On appeal, the defendant insists that the trial court erred in refusing to apply Tennessee Rules of Criminal Procedure 26.2(a) and (d),4 rather than Rule 16(a)(1)(C) as the defendant had suggested at trial. Since *576the trial court followed the exact procedure the defendant requested, he has no basis to complain.
In our painstaking review of the record before us, we have uncovered no error that requires reversal. Accordingly, we affirm the judgment.
WADE and TIPTON, JJ., concur.. Tenn.Code Ann. § 39-1-301, -302 (1982).
. Tenn.Code Ann. § 39-1-604 (1982).
. The application for this policy was dated June 18, 1988. Although "issued” on July 25, 1988, some twelve days after Mrs.

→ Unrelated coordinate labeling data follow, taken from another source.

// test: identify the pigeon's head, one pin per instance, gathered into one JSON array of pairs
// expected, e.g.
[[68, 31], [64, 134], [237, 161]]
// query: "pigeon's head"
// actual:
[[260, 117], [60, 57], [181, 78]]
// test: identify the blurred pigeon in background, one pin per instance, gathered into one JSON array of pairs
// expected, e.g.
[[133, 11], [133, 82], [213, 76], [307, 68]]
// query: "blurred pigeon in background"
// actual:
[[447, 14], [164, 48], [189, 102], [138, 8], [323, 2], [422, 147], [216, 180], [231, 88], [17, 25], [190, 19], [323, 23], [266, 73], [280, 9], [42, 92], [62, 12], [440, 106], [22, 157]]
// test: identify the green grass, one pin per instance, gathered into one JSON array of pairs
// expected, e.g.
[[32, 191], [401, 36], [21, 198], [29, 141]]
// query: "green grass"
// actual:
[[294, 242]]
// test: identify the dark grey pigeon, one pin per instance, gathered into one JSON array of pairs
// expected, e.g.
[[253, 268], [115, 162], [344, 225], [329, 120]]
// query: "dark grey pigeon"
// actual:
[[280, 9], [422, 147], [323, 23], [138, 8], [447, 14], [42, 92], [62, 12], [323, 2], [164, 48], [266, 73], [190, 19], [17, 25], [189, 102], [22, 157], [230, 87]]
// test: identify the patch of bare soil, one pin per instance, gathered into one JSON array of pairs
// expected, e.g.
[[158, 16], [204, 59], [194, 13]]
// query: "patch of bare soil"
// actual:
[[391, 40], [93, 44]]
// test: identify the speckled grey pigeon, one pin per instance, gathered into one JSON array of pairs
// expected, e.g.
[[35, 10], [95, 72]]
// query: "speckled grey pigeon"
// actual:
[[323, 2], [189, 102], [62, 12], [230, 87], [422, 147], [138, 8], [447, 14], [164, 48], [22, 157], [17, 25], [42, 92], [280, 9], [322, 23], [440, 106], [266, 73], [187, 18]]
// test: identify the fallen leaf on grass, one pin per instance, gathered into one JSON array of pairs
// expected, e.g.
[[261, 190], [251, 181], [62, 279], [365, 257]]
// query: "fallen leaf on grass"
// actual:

Kinnaird’s death, the policy took effect on the date of the application.
. (a) Motion for Production. After a witness other than the defendant has testified on direct examination, the trial court, on motion of a party who did not call the witness, shall order the attorney for the state or the defendant and his attorney, as the case may be, to produce, for the examination and use of the moving party, any statement of the witness that is in their possession and that relates to the subject matter concerning which the witness has testified.
(d) Recess for Examination of Statement. Upon delivery of the statement to the moving party, the court, upon application of that party, may recess proceedings in the trial for the examination of such statement and for preparation for its use in the trial.